The Church starts from this appreciation that marriage is a natural institution, and indeed the Church recognises civil marriage. The Catholic understanding of marriage, however, raises this to a new level. As the Catechism says: ‘The matrimonial covenant, by which a man and a woman establish between themselves a partnership of the whole of life, by its nature is ordered toward the good of the spouses and the procreation and education of offspring; this covenant between baptised persons has been raised by Christ the Lord to the dignity of a sacrament.’ (para.1601)

These rather abstract words are reflected however imperfectly in the experience of married couples. We know that at the heart of a good marriage is a relationship of astonishing power and richness, for the couple, their children, their wider circle of friends and relations and society. As a Sacrament, this is a place where divine grace flows. Indeed, marriage is a sharing in the mystery of God’s own life: the unending and perfect flow of love between Father, Son and Holy Spirit.

We know, too, that just as God’s love is creative, so too the love of husband and wife is creative of new life. It is open, in its essence, to welcoming new life, ready to love and nurture that life to its fullness, not only here on earth but also into eternity.

This is a high and noble vision, for marriage is a high and noble vocation. It is not easily followed. But we are sure that Christ is at the heart of marriage, for his presence is a sure gift of the God who is Love, who wants nothing more than for the love of husband and wife to find its fulfilment. So the daily effort that marriage requires, the many ways in which family living breaks and reshapes us, is a sharing in the mission of Christ, that of making visible in the world the creative and forgiving love of God.

In these ways we understand marriage to be a call to holiness for a husband and wife, with children recognised and loved as the gift of God, with fidelity and permanence as the boundaries which create its sacred space. Marriage is also a crucial witness in our society, contributing to its stability, its capacity for compassion and forgiveness and its future, in a way that no other institution can.

In putting before you these thoughts about why marriage is so important, we also want to recognise the experience of those who have suffered the pain of bereavement or relationship breakdown and their contribution to the Church and society. Many provide a remarkable example of courage and fidelity. Many strive to make the best out of difficult and complex situations. We hope that they are always welcomed and helped to feel valued members of our parish communities.

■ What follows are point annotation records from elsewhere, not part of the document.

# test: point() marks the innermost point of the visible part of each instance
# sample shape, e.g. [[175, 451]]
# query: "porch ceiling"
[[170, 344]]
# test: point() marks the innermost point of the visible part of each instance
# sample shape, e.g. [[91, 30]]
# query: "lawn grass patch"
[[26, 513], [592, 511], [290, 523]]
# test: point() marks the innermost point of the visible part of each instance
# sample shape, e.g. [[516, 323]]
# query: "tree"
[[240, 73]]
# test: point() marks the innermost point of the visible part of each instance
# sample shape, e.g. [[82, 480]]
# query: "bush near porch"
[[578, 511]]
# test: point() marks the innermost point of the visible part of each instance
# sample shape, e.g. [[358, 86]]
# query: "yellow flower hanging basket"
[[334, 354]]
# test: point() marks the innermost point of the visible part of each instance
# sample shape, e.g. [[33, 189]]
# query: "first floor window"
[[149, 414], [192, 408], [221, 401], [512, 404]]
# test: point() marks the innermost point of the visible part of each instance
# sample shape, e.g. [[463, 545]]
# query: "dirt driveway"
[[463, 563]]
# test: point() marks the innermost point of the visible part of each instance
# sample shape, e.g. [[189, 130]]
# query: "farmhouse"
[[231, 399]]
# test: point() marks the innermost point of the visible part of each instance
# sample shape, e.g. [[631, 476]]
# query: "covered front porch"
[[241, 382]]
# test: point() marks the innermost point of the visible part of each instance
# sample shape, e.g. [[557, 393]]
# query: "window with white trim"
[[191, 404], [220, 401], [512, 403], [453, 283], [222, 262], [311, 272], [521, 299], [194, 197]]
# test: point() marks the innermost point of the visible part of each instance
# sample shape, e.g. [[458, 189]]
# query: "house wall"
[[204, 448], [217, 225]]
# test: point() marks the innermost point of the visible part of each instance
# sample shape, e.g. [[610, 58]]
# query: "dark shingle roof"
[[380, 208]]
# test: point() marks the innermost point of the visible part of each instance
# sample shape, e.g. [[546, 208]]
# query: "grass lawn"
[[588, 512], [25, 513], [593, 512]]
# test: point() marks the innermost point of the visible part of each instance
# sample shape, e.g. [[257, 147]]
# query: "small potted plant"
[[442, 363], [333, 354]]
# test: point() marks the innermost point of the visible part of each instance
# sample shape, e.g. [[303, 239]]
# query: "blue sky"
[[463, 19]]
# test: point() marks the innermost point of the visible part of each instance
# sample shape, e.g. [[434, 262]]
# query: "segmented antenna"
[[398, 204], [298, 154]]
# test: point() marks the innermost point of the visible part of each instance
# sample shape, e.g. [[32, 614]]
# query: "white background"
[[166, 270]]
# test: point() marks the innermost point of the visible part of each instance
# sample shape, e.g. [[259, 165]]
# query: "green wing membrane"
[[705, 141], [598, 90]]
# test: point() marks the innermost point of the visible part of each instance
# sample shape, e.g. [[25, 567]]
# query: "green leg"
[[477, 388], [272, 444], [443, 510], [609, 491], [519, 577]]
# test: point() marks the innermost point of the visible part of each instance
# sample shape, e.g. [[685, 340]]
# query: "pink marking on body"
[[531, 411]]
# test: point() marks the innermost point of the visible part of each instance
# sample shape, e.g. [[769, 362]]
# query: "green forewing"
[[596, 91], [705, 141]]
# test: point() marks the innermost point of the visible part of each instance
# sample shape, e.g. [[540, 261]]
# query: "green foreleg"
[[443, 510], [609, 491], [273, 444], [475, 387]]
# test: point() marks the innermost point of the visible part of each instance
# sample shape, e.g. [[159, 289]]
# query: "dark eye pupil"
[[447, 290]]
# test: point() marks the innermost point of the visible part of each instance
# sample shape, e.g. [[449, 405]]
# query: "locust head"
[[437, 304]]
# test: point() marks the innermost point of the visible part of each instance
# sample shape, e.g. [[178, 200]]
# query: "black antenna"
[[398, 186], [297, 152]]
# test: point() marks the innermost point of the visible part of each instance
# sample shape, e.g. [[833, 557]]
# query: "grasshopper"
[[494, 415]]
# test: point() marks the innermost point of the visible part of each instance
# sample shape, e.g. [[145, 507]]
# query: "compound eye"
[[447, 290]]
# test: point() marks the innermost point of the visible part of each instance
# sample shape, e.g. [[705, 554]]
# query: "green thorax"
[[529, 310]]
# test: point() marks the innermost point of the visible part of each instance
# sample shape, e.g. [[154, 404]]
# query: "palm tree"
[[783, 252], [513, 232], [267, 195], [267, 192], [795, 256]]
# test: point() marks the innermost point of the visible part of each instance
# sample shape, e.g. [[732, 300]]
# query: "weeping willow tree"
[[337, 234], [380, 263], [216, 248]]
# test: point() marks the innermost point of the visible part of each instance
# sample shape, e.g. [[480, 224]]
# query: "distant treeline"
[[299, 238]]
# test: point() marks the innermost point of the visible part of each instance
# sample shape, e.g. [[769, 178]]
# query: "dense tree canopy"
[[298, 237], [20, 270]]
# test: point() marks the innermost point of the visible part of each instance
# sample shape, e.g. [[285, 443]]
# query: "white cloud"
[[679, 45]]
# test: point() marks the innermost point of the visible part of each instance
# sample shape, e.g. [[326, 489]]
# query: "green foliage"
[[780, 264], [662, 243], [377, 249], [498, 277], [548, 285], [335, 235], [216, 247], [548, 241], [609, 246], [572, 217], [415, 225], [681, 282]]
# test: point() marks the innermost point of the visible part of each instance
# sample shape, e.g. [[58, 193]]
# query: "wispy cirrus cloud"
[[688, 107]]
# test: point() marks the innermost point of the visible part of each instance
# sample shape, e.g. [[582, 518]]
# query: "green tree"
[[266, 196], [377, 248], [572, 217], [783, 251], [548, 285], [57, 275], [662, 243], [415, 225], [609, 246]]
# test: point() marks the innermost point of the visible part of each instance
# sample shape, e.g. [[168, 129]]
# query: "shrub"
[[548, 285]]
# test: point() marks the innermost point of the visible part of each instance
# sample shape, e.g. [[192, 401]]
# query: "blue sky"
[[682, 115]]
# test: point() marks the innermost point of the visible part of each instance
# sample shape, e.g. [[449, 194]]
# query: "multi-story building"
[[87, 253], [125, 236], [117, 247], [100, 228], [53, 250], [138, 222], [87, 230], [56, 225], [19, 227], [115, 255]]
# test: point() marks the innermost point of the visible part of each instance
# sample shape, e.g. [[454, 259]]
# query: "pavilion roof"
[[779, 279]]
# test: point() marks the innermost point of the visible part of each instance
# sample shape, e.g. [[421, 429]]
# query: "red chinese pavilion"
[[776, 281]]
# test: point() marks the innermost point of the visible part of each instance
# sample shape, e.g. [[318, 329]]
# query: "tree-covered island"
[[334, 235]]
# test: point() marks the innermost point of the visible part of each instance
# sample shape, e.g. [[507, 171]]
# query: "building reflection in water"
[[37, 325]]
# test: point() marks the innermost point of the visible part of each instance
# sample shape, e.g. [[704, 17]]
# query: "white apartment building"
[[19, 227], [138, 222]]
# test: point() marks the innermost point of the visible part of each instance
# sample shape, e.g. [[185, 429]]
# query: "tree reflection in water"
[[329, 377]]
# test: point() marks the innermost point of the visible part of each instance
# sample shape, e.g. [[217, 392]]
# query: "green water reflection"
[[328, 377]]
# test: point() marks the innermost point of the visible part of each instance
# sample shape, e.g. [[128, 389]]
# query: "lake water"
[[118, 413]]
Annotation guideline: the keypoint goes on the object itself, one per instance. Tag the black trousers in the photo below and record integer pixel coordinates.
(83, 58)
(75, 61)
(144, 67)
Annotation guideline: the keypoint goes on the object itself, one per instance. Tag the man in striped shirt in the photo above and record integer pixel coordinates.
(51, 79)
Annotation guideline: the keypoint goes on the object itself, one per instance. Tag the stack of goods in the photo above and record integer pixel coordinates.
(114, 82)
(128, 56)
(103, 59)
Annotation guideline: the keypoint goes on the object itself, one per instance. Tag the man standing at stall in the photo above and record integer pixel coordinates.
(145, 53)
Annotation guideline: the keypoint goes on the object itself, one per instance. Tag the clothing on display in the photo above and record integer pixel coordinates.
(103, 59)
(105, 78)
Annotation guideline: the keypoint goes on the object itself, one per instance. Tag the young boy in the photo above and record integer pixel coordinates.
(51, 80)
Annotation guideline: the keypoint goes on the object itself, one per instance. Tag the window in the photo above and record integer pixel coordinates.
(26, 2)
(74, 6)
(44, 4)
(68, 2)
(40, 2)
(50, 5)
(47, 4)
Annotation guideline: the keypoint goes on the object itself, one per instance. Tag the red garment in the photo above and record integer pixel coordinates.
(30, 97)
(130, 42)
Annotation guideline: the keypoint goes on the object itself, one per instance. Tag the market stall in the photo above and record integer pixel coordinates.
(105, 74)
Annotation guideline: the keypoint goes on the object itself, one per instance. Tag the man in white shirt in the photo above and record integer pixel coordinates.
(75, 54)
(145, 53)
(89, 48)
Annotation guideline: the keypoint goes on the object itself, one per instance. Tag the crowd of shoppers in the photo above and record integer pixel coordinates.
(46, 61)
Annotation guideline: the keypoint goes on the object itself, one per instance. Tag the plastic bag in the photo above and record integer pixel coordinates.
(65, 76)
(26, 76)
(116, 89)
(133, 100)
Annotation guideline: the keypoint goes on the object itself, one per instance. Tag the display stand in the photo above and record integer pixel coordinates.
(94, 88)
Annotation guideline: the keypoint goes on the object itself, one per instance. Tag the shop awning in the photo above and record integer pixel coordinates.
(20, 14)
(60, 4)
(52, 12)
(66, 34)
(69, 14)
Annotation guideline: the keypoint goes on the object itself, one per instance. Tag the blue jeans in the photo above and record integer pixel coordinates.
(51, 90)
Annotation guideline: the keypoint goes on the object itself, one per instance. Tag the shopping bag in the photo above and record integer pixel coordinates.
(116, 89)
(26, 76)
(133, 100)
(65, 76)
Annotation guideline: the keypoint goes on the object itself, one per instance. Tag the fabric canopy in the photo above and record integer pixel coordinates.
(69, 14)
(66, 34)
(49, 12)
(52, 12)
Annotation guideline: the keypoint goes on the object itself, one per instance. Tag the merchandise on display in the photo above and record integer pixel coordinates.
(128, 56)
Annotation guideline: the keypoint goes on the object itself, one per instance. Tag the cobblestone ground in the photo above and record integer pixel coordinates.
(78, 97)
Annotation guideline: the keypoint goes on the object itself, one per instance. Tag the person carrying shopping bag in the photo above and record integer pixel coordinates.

The reasons given by our government for wanting to change the definition of marriage are those of equality and discrimination. But our present law does not discriminate unjustly when it requires both a man and a woman for marriage. It simply recognises and protects the distinctive nature of marriage.

Changing the legal definition of marriage would be a profoundly radical step. Its consequences should be taken seriously now. The law helps to shape and form social and cultural values. A change in the law would gradually and inevitably transform society’s understanding of the purpose of marriage. It would reduce it just to the commitment of the two people involved. There would be no recognition of the complementarity of male and female or that marriage is intended for the procreation and education of children.

We have a duty to married people today, and to those who come after us, to do all we can to ensure that the true meaning of marriage is not lost for future generations.